Structure de l'Ange
Lussia Dc
170 km/h. Le paysage commence à se flouter. J'ai les mains moites mais je me cramponne au volant. J'ai une larme au coin de l'œil parce que je sais au fond de moi que je vais mourir. Mais je m'en fous, je le fais pour toi.
190 km/h. Le paysage commence à disparaître. J'ai le cœur empoisonné d'adrénaline mais je ne décélère pas. J'aperçois le clignotement des gyrophares dans le coin du rétroviseur et je sais que la fuite est perdue d'avance mais je tente le tout pour le tout. Parce que c'est toi.
200 km/h. Le paysage commence à se distordre de façon effrayante. Le monde autour n'existe plus, comme si j'étais entré dans une autre dimension. Je te regarde du coin de l'œil, assise sur le siège passager, silencieuse et impassible. C'est tout toi.
205 km/h. Les sirènes hurlent au loin, déformées par l'effet Doppler. Je souris : tu ne pouvais pas me demander un caprice de femme classique ? Des fleurs, un voyage, un parfum... Fallait que tu me demandes ça ! Mais c'est ce que j'aime chez toi...ce je ne sais quoi qui rend fou.
210 km/h. Les roues chauffent et une odeur nauséabonde de caoutchouc brûlé emplit l'air. Ma mère me répétait souvent : "T'es pas fait pour ce monde Angelo. T'es un ange prématuré, tombé du ciel trop tôt. Innocent et déjà si abîmé par la vie. Méfie-toi des gens. Surtout les femmes, fuis-les." Alors je me suis méfié, comme un con, parce que je me disais qu'elle avait raison.
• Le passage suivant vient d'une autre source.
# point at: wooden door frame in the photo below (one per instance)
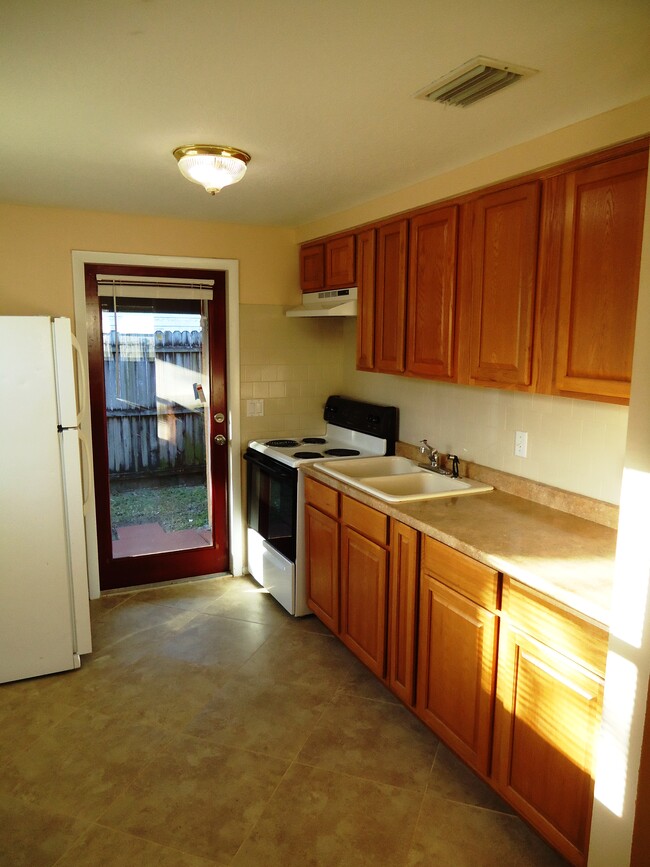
(80, 258)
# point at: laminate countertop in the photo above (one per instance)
(565, 557)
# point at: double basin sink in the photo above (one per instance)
(395, 479)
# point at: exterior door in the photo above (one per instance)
(157, 364)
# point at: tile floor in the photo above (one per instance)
(209, 727)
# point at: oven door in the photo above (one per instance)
(272, 490)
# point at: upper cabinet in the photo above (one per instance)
(530, 285)
(499, 272)
(599, 277)
(366, 247)
(390, 296)
(431, 300)
(328, 265)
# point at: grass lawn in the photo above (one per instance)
(174, 507)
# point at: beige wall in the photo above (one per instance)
(618, 125)
(36, 245)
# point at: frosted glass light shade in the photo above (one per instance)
(212, 166)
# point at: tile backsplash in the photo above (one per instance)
(293, 364)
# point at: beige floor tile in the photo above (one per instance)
(453, 780)
(159, 690)
(374, 740)
(244, 599)
(25, 714)
(106, 847)
(187, 595)
(301, 657)
(360, 681)
(464, 836)
(79, 766)
(321, 819)
(33, 837)
(198, 797)
(262, 715)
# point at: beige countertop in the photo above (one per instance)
(568, 558)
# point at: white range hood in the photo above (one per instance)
(330, 302)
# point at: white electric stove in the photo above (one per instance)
(275, 493)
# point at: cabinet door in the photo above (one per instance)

Sous prétexte de son ancienneté et de son expérience, il est stipulé que l'adulte a toujours raison. Mais c'est des conneries tout ça. Prenez mon père par exemple, le contre exemple de la maturité : tout plaquer pour une jeune secrétaire de vingt ans de moins que lui. Je comprends pourquoi ma mère déteste les femmes.
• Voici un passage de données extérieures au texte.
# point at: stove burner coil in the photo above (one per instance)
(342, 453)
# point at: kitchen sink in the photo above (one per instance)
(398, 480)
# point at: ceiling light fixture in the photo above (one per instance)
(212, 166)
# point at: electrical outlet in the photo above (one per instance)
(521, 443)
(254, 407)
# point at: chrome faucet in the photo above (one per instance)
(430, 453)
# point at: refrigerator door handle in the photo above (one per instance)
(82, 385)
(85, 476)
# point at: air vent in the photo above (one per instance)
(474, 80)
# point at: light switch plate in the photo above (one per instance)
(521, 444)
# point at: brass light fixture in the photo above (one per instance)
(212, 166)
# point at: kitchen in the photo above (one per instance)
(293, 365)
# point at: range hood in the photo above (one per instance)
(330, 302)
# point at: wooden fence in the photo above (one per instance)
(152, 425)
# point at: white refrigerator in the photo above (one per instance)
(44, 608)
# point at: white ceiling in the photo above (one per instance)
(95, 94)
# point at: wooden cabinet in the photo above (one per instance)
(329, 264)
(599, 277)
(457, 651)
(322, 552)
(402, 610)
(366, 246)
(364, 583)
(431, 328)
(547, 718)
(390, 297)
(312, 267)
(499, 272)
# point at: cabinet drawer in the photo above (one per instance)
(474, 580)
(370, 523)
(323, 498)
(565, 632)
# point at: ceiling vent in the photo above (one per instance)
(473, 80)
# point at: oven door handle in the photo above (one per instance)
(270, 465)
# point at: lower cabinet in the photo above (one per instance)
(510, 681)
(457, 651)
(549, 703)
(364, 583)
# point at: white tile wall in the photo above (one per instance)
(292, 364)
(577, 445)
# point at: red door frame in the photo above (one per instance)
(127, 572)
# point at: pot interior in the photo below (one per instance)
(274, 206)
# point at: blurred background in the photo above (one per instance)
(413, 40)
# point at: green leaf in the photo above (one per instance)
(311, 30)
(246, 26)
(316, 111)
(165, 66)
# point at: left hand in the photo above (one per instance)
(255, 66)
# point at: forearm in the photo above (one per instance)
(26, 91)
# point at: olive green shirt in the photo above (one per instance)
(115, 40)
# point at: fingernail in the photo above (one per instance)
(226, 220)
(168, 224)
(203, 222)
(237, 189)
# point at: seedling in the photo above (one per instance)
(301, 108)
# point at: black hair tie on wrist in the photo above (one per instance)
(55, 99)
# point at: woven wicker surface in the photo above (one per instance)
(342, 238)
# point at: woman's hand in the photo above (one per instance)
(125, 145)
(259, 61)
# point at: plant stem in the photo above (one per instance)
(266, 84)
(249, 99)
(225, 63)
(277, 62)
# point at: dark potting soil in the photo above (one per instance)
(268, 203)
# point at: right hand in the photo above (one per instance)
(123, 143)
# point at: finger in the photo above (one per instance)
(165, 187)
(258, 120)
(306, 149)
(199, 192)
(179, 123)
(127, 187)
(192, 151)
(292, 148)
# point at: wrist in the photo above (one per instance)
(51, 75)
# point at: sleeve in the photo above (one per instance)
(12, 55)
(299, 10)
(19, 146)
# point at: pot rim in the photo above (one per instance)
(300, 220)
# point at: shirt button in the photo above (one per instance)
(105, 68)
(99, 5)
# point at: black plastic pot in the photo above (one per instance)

km/h. inconnu. Le moteur gémit et l'ombre d'un véhicule fonce droit sur nous. J'y connais rien en amour moi. Mais tu sais, je ressens comme une pression dans ma poitrine et de l'électricité dans mes veines. Je crois que j'ai fait un court-circuit mental. Je me sens vivant, à tel point que je suis prêt à mourir. Si ça se trouve c'est pas ça l'amour, mais bon qu'est-ce que ça peut faire ? Les poètes et les philosophes me font bien ricaner, croyant avoir percé le mystère et connaître tous les paramètres du cœur humain. A les écouter, on étouffe de bonheur. Au contraire, moi je pense qu'on n'aime pas tant qu'on ne souffre pas. La douleur est le seul état où l'on ressent les choses à 100%. Ça me fait mal de te voir parler à d'autres hommes par exemple, c'est la preuve que je t'aime. Être capable du meilleur c'est trop facile, l'amour c'est être capable du pire. Comme de tuer ce type.
km/h dangereux. La voiture tremble comme un avion qui décolle et les prédateurs se rapprochent dangereusement. Je me souviens encore de la première fois que je t'ai vue : tu prenais un café au chalet à l'angle de la rue, près du commissariat. Je me rappelle t'avoir accostée. Ton regard timide et gêné m'a touché. Seulement il y avait ce type, ton mari, qui te terrorisait et que tu n'osais pas quitter. J'ai pas hésité une seconde quand tu m'as dit qu'il te violentait et te menaçait. Tu m'as dit :"Jusqu'à ce que la mort nous sépare lui et moi. C'est la seule chance pour être ensembles Angelo".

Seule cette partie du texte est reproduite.